While big data is still in its infancy, early adopters are starting to make progress, particularly in the social media space. Synthesizing enterprise data and bringing it all together remains a challenge that will require significant effort.

bigdatahype

By Diane Liebenson

Insight Innovation (a GreenBook initiative) recently hosted a webinar, “Big Data or Big Hype.”  Moderated by Lenny Murphy, panelists included:

-           Greg Pharo, AT&T

-           Michael Wolfe, Bottom Line Analytics

-           David Johnson, Decooda

-           David Weinberger Why5 Research

Here are my key takeaways:

  • Big Data offers unprecedented opportunity as well as challenges
  • Using big data to solve business issues is in its infancy, but corporate executives feel tremendous pressure to explore the uses of big data to win real business advantage.
  • There are plenty of examples of Big Data initiatives thanks to early adopters
  • Market Researchers appear to be watching from the sidelines
  • Bridging the gap between the traditional marketing research business model and the Big Data paradigm requires a new set of skills

Defining Big Data

There’s a lot of confusion about the term “Big Data.”  Big Data essentially refers to the fact that a lot more data exists today than even a few years ago and there’s a desire to somehow aggregate all of this data from multiple sources and synthesize it in a way that drives more informed business decisions.

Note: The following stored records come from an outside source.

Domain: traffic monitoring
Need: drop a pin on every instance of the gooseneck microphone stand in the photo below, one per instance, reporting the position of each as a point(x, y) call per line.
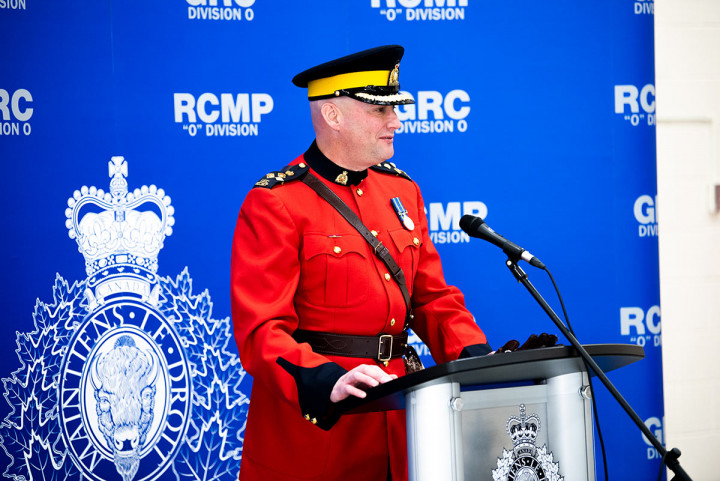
point(670, 458)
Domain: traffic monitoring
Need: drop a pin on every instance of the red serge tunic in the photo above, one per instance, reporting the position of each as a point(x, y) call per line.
point(297, 264)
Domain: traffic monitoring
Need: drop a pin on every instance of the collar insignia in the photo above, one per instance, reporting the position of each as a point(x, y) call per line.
point(342, 178)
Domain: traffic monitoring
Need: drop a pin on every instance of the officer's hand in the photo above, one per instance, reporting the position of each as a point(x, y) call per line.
point(533, 342)
point(355, 381)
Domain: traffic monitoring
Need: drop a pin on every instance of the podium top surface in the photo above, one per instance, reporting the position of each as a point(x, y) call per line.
point(511, 367)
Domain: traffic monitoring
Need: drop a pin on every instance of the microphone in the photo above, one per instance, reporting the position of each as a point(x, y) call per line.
point(476, 227)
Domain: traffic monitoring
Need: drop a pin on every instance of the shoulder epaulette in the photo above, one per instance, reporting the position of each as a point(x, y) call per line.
point(287, 174)
point(390, 168)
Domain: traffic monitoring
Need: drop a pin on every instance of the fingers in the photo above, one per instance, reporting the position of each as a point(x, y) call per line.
point(355, 381)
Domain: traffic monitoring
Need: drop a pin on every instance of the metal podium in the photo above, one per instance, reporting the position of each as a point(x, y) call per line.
point(524, 415)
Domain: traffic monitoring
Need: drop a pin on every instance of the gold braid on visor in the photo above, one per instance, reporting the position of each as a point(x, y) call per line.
point(329, 85)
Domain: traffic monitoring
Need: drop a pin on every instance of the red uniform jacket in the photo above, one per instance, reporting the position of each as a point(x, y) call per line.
point(297, 264)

The “4 Vs” of big data illustrate why we are truly in a big data revolution:

  • The Volume of information.  The sheer amount of data is massive.
  • The Variety of data.  Social media is only one piece of big data, albeit a big piece.  Big Data also includes behavioral data, transactional information, videos, photos, GPS locator data, and even voice.
  • The Velocity of data.  The speed at which data can be accessed and analyzed is exploding, enabling analysis of streaming data.
  • The Veracity of data.  None of the above matters if the data can’t be successfully integrated together and synthesized, in real-time, in a way that brand marketers can use to make intelligent decisions.  Matching data on what people say they will do (attitudinal data often captured in surveys) with what they actually do (behavioral or transactional data increasingly captured real-time through mobile commerce) is a game changer.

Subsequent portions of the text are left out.